I looked thru the logs and I think I found an issue. You're connecting thru an ENBT which does not support the larger packets that EN2T and newer support, ~4000 bytes vs 500 bytes. And it looks like some of the UDT/AOI definitions are larger than 500 bytes so it fails to upload them. So when trying to write the data it doesn't have the appropriate structure information to create the request. I'm not sure why that causes the PLC to close the connection. It could be there is a bug that is generating a garbage request or something. It's going to take a bit more investigating. I'm probably going to have to change the tag upload to use fragmented requests so that if the definition doesn't fit into a single packet it will be able to get it in multiple chunks. Either way, you should be getting an error from the driver before you get that socket error. This may take some time for me to investigate and come up with a fix tho, but I will be working on it and let you know what I get figured out.

In the meantime, can you confirm that some of the tags you're trying to write to are part of a UDT/AOI that is larger than 500 bytes? That will help me confirm I'm looking in the right area.

nunchuckBoP commented 2 years ago

I confirmed that the UDT's that these tags are a part of are LESS than 500 bytes. The "Routing" UDT I believe is the only UDT over 500 bytes, and I am not writing to these tags. I can write to these tags if I loop through them individually and write them; without error. I commented that portion out of main.py in an effort to keep the logs a little shorter.

Anyway, I very much appreciate your help.

nunchuckBoP commented 2 years ago

I suppose the whole block of tags would be well over 500 bytes? Not sure if that makes a difference, as I know the library is supposed to chuck those up before it writes them to the controller.

ottowayi commented 2 years ago

ohh okay, then something else must be going on. There might be a bug in how it tracks the request size, because yeah you should be able to write any number of tags at once and the driver should split them into a number of requests. For now, you could try chunking the writes before feeding them to write, so you can save some time instead of individual writes.

ottowayi commented 2 years ago

I haven't found anything too definitive so far except that my packet size estimation is off by 2 bytes, so if your message was estimated exactly 1 byte below the max the actual message would end up 1 byte over. I didn't think the PLC would just close the connection at that point tho and we'd get some sort of error response.

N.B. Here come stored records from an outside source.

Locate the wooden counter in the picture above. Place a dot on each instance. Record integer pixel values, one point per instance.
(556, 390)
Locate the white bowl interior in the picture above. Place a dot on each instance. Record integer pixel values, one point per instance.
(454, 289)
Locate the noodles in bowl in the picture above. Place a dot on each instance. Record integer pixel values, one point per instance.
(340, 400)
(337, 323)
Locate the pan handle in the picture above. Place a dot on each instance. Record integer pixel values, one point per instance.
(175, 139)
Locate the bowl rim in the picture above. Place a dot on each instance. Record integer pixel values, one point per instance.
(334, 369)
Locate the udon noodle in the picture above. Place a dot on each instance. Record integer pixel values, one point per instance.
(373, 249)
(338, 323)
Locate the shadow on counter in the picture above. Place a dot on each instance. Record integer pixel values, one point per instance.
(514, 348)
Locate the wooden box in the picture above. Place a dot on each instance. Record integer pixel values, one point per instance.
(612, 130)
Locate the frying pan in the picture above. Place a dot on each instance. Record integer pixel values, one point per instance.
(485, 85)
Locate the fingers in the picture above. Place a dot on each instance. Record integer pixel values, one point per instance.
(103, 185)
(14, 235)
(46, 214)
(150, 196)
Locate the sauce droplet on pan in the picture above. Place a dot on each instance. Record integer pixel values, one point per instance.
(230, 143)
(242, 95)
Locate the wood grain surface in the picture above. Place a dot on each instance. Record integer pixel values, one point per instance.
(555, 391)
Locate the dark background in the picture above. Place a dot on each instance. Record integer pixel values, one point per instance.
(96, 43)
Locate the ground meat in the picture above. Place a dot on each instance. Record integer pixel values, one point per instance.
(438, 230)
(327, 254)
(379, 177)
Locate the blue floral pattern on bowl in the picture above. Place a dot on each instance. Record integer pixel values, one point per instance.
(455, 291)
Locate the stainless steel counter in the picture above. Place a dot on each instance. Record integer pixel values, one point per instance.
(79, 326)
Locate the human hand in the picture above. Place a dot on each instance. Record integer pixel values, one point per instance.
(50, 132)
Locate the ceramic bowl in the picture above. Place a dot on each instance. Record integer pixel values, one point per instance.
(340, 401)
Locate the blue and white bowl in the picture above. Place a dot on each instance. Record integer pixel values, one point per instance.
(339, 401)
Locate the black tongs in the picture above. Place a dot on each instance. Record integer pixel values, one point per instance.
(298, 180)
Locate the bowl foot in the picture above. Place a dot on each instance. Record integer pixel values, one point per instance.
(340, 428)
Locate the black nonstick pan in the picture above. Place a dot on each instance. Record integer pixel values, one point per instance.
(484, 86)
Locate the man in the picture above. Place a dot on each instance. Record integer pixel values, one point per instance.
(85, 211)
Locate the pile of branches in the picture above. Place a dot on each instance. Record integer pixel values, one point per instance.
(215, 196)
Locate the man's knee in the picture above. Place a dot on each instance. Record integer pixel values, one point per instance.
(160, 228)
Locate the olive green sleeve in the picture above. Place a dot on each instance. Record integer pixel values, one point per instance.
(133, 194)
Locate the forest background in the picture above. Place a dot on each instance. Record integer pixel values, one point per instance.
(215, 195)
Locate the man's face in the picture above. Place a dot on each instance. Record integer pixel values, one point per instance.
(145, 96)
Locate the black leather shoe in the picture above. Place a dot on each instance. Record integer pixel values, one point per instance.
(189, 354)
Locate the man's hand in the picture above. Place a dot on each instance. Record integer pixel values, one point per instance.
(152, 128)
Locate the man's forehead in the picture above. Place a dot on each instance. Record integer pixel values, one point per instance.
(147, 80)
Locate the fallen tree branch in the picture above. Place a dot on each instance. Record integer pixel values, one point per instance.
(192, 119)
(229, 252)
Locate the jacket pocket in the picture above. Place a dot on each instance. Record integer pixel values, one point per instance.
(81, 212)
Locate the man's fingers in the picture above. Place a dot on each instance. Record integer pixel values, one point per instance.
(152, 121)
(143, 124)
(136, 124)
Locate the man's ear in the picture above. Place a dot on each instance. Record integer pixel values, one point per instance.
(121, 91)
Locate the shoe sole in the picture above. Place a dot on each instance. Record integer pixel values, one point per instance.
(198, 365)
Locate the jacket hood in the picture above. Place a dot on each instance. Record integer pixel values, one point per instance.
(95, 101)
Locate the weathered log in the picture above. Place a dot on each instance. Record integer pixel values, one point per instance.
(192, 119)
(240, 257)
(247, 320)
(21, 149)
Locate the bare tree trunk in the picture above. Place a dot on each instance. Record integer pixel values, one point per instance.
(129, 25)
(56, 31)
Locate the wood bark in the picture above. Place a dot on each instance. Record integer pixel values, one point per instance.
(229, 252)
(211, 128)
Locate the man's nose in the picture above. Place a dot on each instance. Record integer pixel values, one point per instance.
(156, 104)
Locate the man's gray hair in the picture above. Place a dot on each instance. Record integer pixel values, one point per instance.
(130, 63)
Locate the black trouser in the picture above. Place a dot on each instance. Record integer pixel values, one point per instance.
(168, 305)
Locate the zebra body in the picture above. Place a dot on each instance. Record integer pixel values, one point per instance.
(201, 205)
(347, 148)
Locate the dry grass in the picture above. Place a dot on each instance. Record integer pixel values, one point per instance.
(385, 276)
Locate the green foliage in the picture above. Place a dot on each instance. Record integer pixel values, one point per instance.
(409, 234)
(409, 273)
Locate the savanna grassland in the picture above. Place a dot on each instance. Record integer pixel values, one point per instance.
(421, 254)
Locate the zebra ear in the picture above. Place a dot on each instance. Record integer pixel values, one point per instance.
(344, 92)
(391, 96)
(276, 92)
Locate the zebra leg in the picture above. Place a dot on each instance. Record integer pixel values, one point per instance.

Would you mind trying out something for me though?
In pycomm3/const.py change MULTISERVICE_READ_OVERHEAD to 10 (or 11 if that doesn't work)? That variable is poorly named, it's used for both read and writes. If that fixes the issue we know it's just the message size exceeds the connection size and the fix is pretty simple. I'm working on a better way for building the messages so it'll no longer be an estimated size but a known size anyway.

nunchuckBoP commented 2 years ago

ottowayi, I did what you suggested in a virtual environment and it looks like it worked. Will you be modifying this variable on an upcoming release?

ottowayi commented 2 years ago

Great! Yeah I'll have that fix in the next release. I should have one out soon, there are a couple other minor issues that I need to look into first, but shouldn't be too long.

nunchuckBoP commented 2 years ago

I set the value to 10, by the way.

ottowayi commented 2 years ago

fixed in v1.2.2